The greatest attention was drawn to the violent death of the Russian ambassador to Turkey, 63-year-old Andrei Karlov who was the victim of an assault. Ironically, of all the others, this Russian diplomat’s death is the most natural. The motive for the crime was Russian participation in the Syrian conflict, and the crime itself was recorded on a camera. In all the other cases, the circumstances are vague, even taking into account that Russian men do die most often due to diseases of the cardiovascular system.

The ambassador in Sudan, Shirinsky, also reached a dangerous age of 62 years and had long suffered from hypertension. He died in 38-degree-Celsius weather in Khartoum. The same illness led to the demise of the Russian permanent representative to the UN in New York, Vitaly Churkin, on the eve of his 65th birthday.

Heart problems also caused the deaths of the Russian Federation Consulate General employee in Kazakhstan, Roman Skrylnikov, who died on December 26, 2016, and of the Russian consul in Greece, Andrey Malanin. A 67-year-old Russian ambassador to India, Alexander Kadakin died in January of this year at the New Delhi hospital after "a short illness," reports say.

"One real mystery is the death of Petr Polshikov, a former employee of the Latin American Department of the Foreign Ministry.
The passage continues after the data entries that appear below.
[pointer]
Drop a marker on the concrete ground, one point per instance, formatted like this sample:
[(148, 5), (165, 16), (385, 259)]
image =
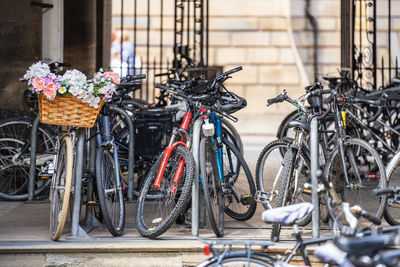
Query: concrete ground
[(25, 241)]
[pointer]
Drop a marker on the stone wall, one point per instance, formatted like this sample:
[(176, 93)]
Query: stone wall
[(271, 39)]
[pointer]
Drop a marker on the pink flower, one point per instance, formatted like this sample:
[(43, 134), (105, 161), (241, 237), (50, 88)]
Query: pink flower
[(38, 84), (50, 91), (114, 76)]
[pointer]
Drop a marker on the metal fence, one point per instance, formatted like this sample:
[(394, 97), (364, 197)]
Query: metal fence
[(375, 46), (142, 20)]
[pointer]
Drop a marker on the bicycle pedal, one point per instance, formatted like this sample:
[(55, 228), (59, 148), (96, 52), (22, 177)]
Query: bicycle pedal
[(261, 197), (247, 199)]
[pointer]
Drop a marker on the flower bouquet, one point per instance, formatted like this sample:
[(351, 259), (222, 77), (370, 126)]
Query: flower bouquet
[(70, 99)]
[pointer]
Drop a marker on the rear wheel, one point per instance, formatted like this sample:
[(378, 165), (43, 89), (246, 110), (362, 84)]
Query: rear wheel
[(15, 135), (61, 188), (211, 185), (110, 195), (159, 207), (365, 172)]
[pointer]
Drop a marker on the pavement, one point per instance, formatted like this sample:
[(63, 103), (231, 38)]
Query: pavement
[(25, 240)]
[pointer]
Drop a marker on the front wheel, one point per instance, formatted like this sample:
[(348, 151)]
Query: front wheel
[(60, 188), (110, 194), (158, 207), (211, 185), (250, 261), (365, 172)]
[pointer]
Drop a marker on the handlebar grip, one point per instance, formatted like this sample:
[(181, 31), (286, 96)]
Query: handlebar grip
[(280, 98), (371, 218), (162, 74), (384, 191), (233, 70), (377, 114)]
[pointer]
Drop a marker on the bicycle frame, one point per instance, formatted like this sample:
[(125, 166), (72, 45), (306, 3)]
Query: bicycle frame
[(182, 132)]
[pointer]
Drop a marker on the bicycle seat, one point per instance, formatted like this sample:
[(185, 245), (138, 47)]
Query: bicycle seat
[(363, 246), (302, 124), (288, 214), (329, 253), (390, 257)]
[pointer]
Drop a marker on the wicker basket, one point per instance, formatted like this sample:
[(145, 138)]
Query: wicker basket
[(68, 111)]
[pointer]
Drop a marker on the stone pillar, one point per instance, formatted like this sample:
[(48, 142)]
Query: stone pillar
[(20, 46), (80, 35)]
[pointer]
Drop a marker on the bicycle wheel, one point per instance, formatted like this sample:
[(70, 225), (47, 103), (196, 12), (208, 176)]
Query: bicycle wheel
[(238, 186), (110, 195), (211, 185), (156, 214), (392, 208), (61, 188), (283, 190), (15, 134), (268, 173), (241, 261), (365, 172)]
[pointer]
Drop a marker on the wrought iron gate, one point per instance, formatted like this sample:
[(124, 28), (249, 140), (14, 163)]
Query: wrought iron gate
[(190, 37), (375, 48)]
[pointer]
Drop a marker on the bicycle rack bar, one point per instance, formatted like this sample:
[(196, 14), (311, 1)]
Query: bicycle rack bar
[(90, 220), (32, 167), (76, 230), (197, 211), (314, 167), (131, 152)]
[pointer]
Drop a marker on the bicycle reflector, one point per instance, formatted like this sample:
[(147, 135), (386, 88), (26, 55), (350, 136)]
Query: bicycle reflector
[(207, 250)]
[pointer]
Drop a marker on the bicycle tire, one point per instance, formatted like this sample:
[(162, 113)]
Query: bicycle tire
[(60, 188), (110, 196), (235, 261), (178, 201), (283, 190), (14, 176), (268, 169), (392, 210), (238, 185), (374, 176), (211, 185)]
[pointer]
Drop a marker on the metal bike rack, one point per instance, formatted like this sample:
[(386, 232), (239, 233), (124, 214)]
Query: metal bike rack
[(32, 167), (76, 230), (198, 211), (131, 152), (314, 147), (90, 219)]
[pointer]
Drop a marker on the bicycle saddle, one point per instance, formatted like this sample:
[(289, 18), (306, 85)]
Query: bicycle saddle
[(301, 124), (363, 246), (288, 214)]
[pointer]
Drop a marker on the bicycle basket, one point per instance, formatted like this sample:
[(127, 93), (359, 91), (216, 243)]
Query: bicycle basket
[(152, 131), (68, 111)]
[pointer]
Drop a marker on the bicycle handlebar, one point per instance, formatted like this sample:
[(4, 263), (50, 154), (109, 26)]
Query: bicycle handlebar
[(386, 191)]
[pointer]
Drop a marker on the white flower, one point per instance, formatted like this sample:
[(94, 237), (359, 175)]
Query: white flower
[(74, 78), (94, 102), (82, 94), (74, 90), (86, 99), (62, 90)]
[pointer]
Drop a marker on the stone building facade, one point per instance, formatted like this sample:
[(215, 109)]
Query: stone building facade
[(271, 39)]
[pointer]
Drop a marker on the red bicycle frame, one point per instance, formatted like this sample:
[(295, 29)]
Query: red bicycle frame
[(168, 150)]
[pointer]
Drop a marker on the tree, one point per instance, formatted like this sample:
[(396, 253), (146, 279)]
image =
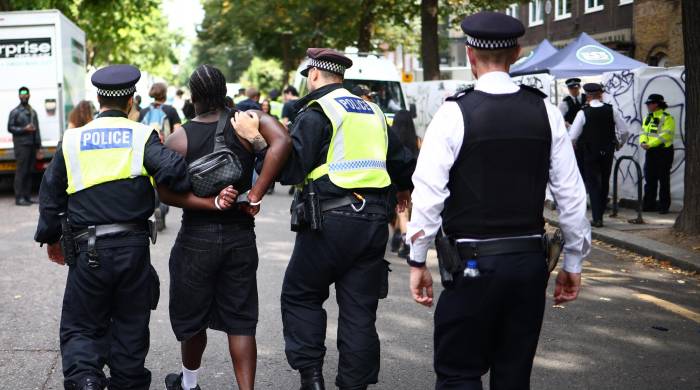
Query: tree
[(689, 219), (117, 32)]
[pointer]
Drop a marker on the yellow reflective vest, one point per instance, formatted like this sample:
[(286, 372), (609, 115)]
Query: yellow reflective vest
[(658, 129), (357, 151), (104, 150)]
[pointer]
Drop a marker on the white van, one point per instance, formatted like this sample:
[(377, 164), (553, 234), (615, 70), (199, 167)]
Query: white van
[(45, 52), (377, 74)]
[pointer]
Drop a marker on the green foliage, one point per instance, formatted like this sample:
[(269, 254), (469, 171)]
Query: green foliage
[(262, 74), (132, 31)]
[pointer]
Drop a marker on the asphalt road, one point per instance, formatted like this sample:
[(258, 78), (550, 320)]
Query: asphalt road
[(633, 327)]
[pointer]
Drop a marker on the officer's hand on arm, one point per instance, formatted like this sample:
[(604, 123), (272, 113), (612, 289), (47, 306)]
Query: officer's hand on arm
[(567, 287), (421, 281), (55, 253), (278, 142)]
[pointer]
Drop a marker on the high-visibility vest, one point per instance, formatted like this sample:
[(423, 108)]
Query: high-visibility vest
[(658, 129), (357, 151), (104, 150)]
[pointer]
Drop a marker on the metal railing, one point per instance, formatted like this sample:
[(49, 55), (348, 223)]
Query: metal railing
[(639, 219)]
On December 19 last year, he was found shot in head in the bathroom of his Moscow apartment. The death of Sergei Krivov, who officially held the post of a "diplomat-commandant of the consulate in New York,” remains inexplicable.

The British Daily Mail reported that the 63-year-old Krivov used to perform special functions, ensuring security. On November 8, 2016, he was found unconscious in the building of the consulate. According to the first reports, he fell from a large height. Soon, the Russian Foreign Ministry changed the cause of death to a traditional "heart attack," the newspaper continues.

"Coincidences often happen in the world. However, this issue needs to be examined thoroughly," said Rolf Mowatt-Larssen, regarding the recent deaths of the Russian diplomats. Mowatt-Larssen held high posts in the US CIA for 23 years, giving him qualified insight into the deaths of diplomats.

"However, Russian political analysts object that even within the Russian environment, violent elimination of its own diplomats is a unique case, and that the real enemy of diplomats is smoking, frequent meetings and a constant fear of Vladimir Putin," Lidove Noviny concludes.